Again, the grass was not extremely high the first time I mowed it, but was definately high enough to where I would have seen some clipping on the grass with my old tractor. 

Although I havent crawled around on the ground looking for grass clippings, I have seen none from where I am sitting. I also ran over what looked to be a candy bar wrapper just to see what it would do. The pieces had to be somewhere, but all I could see after running over it was a piece about 25% of the size. 

Last time I mowed, the yard was somewhat wet, and I avoided a spot about 20' x 50' that was too wet. The yard was wet enough that the tires have dried mud on them, and the underside of the deck is still clean. 

I have my "barely used" factory blades hangin' on the wall, and they will probably be there for a long time. 

Just thought I would add my .02, now that I have tried them in a few different conditions.

Greg


----------



## Spike (Sep 26, 2003)

Greg, I have similar results. I've had about six cuts now. The first of the season the grass was very long and it did a wonderful job. Oddly enough, as you stated, it worked better with the plug in. I'm happy about that from a safety stand point and avoiding obstacles.


----------



## guest (Sep 16, 2003)

ive got to move..

Its gonna be at least a week or two before i get to cut...


put gators on this winter.. curious to see how they do..


----------



## Stewart (Sep 17, 2003)

Did you guys get them on line or at a local store? I am thinking about them for my L-130, my JD mulchers are dinged and need sharpened. I might just buy the gators instead. How much did they cost as well since I am aasking all these questions?????


----------



## Live Oak (Dec 22, 2003)

I have my Gator blades on order from Ricky at the Deere dealer. He can get any Gator Blade size you need and their prices are the best I have seen. Give Ricky a call if you need a set. They also sell parts and supplies for other machines besides Deere's. I asked Ricky to give the Tractor Forum members a discount so tell Ricky that you are a Tractor Forum member and I sent you. 1-800-726-7172


----------



## guest (Sep 16, 2003)

agri supply had the best price for mine.. they have a web site that you can not order from but a toll free # 


http://www.agri-supply.com/


----------



## DeereBob (Sep 16, 2003)

I got my gators from Jacks Small Engine Supply on line for $40 which included shipping for 3 blades. I have yet to put them on my deck since I still have the Power Flow Bagger unit on with the lip kit. I was going to wait until I get the the new 3-Bag hopper to replace my defective 2-bag one to test it. When I do that, I 'll change over to the mulch plug and replace the regular blades with the gators.
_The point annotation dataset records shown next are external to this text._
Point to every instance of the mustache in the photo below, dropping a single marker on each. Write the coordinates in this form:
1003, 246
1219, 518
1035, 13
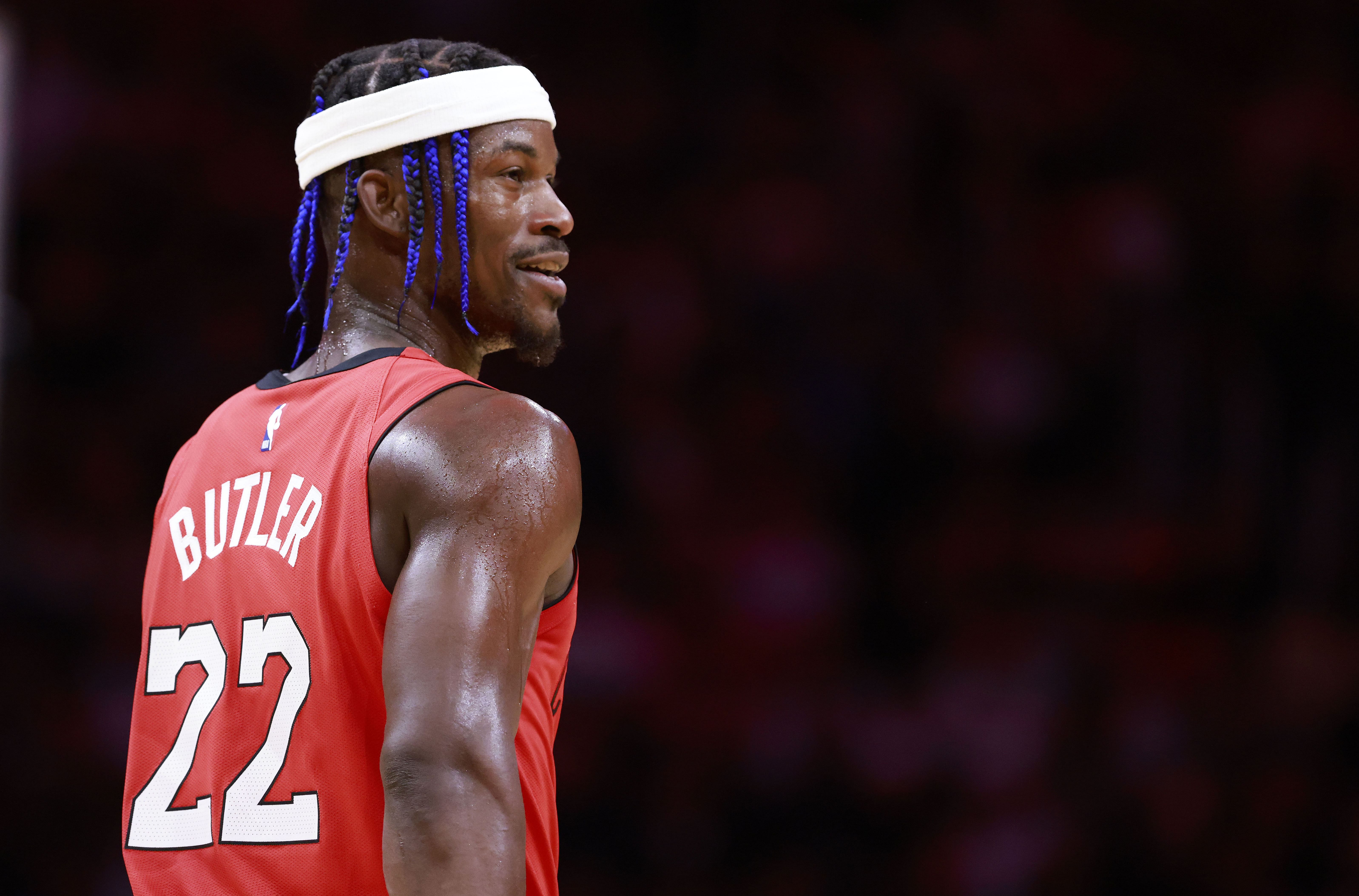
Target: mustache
546, 245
In the literature that came with the blades, it said that gators provide high lift so are excellent for use with collection systems like my Power Flow unit. Has anybody tested this out with their collection systems?? O hell, why don't I just get my lazy ass out there and change the blades on my deck to see for myself!!!:duh:


----------



## DeereBob (Sep 16, 2003)

I got my gators from Jacks Small Engine Supply on line for $40 which included shipping for 3 blades. I have yet to put them on my deck since I still have the Power Flow Bagger unit on with the lip kit. I was going to wait until I get the the new 3-Bag hopper to replace my defective 2-bag one to test it. When I do that, I 'll change over to the mulch plug and replace the regular blades with the gators. In the literature that came with the blades, it said that gators provide high lift so are excellent for use with collection systems like my Power Flow unit. Has anybody tested this out with their collection systems?? O hell, why don't I just get my lazy ass out there and change the blades on my deck to see for myself!!!:duh:


----------



## Live Oak (Dec 22, 2003)

I think you may be right on the price SJ. Good call! I forgot about these guys. Agri-Supply wanted a littel over $16 shipping and Ricky covered the shipping for me since I bought a bunch of other parts so I went with him.


----------



## jodyand (Sep 16, 2003)

I got the one for my Snapper at Jacks Small Engine a couple of years ago. But i got the two blades for my Cub from amicks he was great to deal with.
Jody


----------



## guest (Sep 16, 2003)

i checked agri and jacks, agri was cheaper by 3-4$ per blade when i got them last year..


----------



## Stewart (Sep 17, 2003)

I should have known Chief would say Ricky! Sounds like a good place, Ricky should join the Tractor Forum and add his insite as well!


----------



## Chris (Sep 15, 2003)

Yep, good idea Stewart. Hey does anyone have the model/part number for the gators for my GT5000 again?

Thanks.
Andy


----------



## DeereBob (Sep 16, 2003)

Well I answered my own question. Put the new gators on the 48C deck, attached the Power Flow Bagger and conducted a test. The gator blades do indeed improve the suction on the deck. I was able to pick up grass clippings off my asphalt driveway with the mower height set at 3". With the regular JD blades it would just disperse the grass. I was also able to pick up small pine bows that my wife deposited on the grass after one of her pruning outings. With the old blades the bows stayed in the grass. Until I take the lip kit off and replace it with the mulch plug, I can't say for sure about the mulching superiority but others have provided that data point. But now, at least I do not have to change blades between mulching and leaf pick so that is a big plus.


----------



## Chris (Sep 15, 2003)

Well, agri-supply is on heavy backorder on these blades, so I guess I will try the other outlets. Arrgh!  

Thanks
Andy


----------



## leolav (Sep 16, 2003)

I am a major advocate for gators. Best blades on the market in my opinion. I run them on both of my mowers and both deliver great results. If you bag, the suction is incredible, If you mulch, your lawn looks great, If you side discharge, it looks great. Either way you choose, you get awesome results. 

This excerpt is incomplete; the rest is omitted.